Erst nachdem Belgin in Hagen unterschrieben hatte, wurde ihm nach eigenen Angaben der Vertrag zwischen Stadt und Stiftung kenntlich gemacht, und zwar nicht durch die Stadt, sondern durch die Stiftung. Der Kontrakt besagt unter anderem, dass das Osthaus-Museum aus seinem knappen Budget die Hälfte des Gehalts für den wissenschaftlichen Leiter des Schumacher-Museums finanziert, und er ist nicht befristet, kann also nicht neu verhandelt werden. „Als ich den Vertrag gesehen habe, wusste ich, dass ich einen Fehler gemacht habe“, sagt Belgin heute. Zur geplanten Leitung beider Museen kam es nie. Und das groß angekündigte gemeinsame Marketingkonzept lässt immer noch auf sich warten.

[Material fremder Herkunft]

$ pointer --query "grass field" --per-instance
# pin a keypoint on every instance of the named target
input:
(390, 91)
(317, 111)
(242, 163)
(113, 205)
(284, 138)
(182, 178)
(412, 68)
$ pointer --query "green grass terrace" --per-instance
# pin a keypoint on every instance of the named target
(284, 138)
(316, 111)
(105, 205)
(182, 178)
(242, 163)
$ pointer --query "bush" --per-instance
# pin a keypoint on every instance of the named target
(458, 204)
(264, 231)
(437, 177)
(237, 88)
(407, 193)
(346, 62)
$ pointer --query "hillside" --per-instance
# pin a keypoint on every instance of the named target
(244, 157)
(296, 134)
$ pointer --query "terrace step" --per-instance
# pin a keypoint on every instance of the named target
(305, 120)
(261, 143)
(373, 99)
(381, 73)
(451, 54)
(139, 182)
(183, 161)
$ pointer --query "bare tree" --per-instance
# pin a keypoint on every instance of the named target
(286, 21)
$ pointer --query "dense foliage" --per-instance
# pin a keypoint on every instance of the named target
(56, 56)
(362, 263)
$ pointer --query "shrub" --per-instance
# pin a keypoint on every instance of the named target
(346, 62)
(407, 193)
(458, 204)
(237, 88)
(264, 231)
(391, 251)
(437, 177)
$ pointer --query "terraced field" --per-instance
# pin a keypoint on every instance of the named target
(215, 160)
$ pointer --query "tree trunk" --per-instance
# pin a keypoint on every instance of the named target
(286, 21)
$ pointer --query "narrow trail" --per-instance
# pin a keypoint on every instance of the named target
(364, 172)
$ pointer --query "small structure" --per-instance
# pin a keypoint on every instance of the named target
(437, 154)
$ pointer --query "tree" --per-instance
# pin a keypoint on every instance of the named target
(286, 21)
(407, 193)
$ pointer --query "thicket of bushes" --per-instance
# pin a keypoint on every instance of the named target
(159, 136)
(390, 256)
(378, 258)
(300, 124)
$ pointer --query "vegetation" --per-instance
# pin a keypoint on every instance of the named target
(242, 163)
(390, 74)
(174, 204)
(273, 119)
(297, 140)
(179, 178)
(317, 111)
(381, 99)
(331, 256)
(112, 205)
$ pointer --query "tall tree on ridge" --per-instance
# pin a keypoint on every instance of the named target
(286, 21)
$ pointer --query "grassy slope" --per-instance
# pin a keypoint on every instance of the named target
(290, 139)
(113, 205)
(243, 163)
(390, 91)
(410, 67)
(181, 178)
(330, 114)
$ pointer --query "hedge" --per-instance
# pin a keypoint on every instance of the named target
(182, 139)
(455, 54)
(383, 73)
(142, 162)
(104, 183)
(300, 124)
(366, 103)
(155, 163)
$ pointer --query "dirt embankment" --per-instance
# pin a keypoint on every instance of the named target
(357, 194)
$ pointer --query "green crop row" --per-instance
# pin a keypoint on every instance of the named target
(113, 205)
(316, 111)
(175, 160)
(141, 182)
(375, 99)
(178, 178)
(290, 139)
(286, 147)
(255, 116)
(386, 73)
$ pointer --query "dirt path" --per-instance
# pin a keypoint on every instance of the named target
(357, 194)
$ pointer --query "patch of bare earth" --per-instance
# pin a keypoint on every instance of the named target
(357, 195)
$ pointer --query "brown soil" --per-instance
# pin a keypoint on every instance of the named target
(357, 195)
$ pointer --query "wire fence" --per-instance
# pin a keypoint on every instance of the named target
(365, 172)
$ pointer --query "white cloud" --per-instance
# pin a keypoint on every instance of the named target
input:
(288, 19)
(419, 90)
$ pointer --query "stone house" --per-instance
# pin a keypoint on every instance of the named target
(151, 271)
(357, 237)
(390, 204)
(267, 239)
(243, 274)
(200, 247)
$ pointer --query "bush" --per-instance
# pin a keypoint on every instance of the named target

Kein Ankaufsetat und Technik von gestern
Ohne Stallgeruch erwarb sich Belgin in Hagen bald den Ruf eines „Giftzwergs“, dieses Schimpfwort machte die Runde, weitere sollten folgen. „Aber insgesamt habe ich mich immer willkommen gefühlt.“ Er musste lernen, mit einem kleinen Budget auszukommen, ohne Ankaufsetat, ohne Mittel für vernünftige Werbung. Die veraltete Tontechnik verärgert regelmäßig die Besucher der Vernissagen. „Das Osthaus ist der Luxus von gestern“, konstatiert Belgin trocken.
Gleichwohl bleiben viele Ausstellungen in Erinnerung: Friedrich Hundertwasser, der 65.000 Besucher nach Hagen lockte. Otto Modersohn, der immerhin 25.000 interessierte Gäste fand. Anselm Kiefer, Markus Lüpertz, Stephan Balkenhol, Thomas Baumgärtel, dazu die Schau über das Hagener Musikwunder der Neuen Deutschen Welle: „Komm nach Hagen – Mach dein Glück“. Belgin hat zudem den Hagener Künstlern einen Raum geschaffen, ihre Arbeiten im Osthaus-Museum kontinuierlich zu zeigen.

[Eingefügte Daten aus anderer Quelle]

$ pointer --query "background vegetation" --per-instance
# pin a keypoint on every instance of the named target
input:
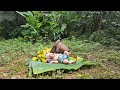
(93, 35)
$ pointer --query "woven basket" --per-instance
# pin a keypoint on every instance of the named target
(59, 47)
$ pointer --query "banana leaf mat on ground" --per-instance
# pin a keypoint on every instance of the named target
(37, 67)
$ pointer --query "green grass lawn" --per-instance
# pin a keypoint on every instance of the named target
(15, 52)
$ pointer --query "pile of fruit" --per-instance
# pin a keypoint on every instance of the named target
(41, 55)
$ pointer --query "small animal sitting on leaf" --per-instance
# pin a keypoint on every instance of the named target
(59, 58)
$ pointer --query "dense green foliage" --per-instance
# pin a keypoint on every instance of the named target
(98, 26)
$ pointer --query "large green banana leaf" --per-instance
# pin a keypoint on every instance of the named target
(37, 67)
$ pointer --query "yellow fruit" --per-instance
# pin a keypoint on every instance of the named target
(39, 52)
(39, 56)
(34, 58)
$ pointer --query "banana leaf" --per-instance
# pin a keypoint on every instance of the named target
(37, 67)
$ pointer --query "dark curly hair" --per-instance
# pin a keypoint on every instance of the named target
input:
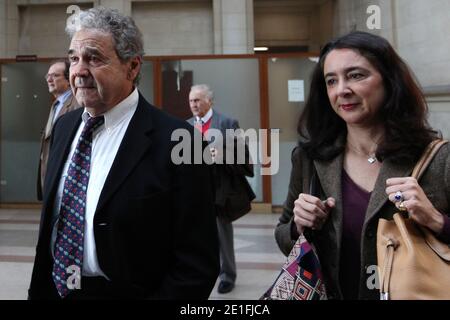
(404, 112)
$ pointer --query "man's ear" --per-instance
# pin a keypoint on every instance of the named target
(135, 66)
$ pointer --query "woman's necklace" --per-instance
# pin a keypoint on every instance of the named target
(371, 157)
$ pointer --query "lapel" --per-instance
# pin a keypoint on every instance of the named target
(49, 125)
(64, 109)
(134, 145)
(330, 176)
(61, 149)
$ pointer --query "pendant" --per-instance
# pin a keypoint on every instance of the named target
(372, 160)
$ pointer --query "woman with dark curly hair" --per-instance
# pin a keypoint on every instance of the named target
(363, 129)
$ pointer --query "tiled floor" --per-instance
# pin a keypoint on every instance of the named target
(258, 258)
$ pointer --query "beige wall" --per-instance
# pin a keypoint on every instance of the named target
(175, 28)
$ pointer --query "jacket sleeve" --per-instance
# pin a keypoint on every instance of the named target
(246, 168)
(286, 232)
(195, 266)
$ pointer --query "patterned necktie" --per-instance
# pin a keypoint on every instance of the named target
(70, 236)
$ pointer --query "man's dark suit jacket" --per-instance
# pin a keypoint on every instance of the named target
(154, 234)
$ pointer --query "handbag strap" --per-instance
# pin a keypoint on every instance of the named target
(441, 249)
(426, 158)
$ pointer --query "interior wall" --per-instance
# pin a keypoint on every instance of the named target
(175, 28)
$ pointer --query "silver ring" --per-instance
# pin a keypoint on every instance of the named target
(401, 206)
(398, 196)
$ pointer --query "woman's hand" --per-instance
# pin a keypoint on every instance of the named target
(311, 212)
(414, 200)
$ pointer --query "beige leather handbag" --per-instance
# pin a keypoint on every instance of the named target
(412, 263)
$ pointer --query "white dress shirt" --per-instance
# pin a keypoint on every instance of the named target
(61, 100)
(105, 143)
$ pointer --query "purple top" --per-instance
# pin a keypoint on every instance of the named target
(354, 204)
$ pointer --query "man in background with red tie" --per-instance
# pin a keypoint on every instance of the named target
(120, 220)
(57, 79)
(231, 187)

Kritik an Zusammenarbeit mit Galeristen
Gefangen zwischen Geldnot und dem Druck, Besucher zu gewinnen, standen in den letzten Jahren seiner Amtszeit Namen von Künstlern im Vordergrund, die eher aus der Populärkultur bekannt sind als aus den Kunstmagazinen, Bryan Adams und Sylvester Stallone gehören dazu; die persönliche Anwesenheit des Hollywoodstars in Hagen sorgte für einen riesigen Medienauflauf. Gleichwohl gab es in der Kunstszene Kritik an der engen Zusammenarbeit Belgins mit kommerziellen Kunstgalerien. Der Vorwurf lautete: Das Osthaus macht sich mit solchen Ausstellungen zum Durchlauferhitzer für den Kunstmarkt. Belgin bestreitet dies. Galeriekontakte seien übliche Praxis, „alle Künstler, die es geschafft haben, von ihrer Kunst zu leben, haben Galeristen“. Außerdem darf das Museum seine Jahresetats nicht überjährig ansparen, um große, selbst entwickelte Ausstellungsprojekte zu planen. Ein Teufelskreis.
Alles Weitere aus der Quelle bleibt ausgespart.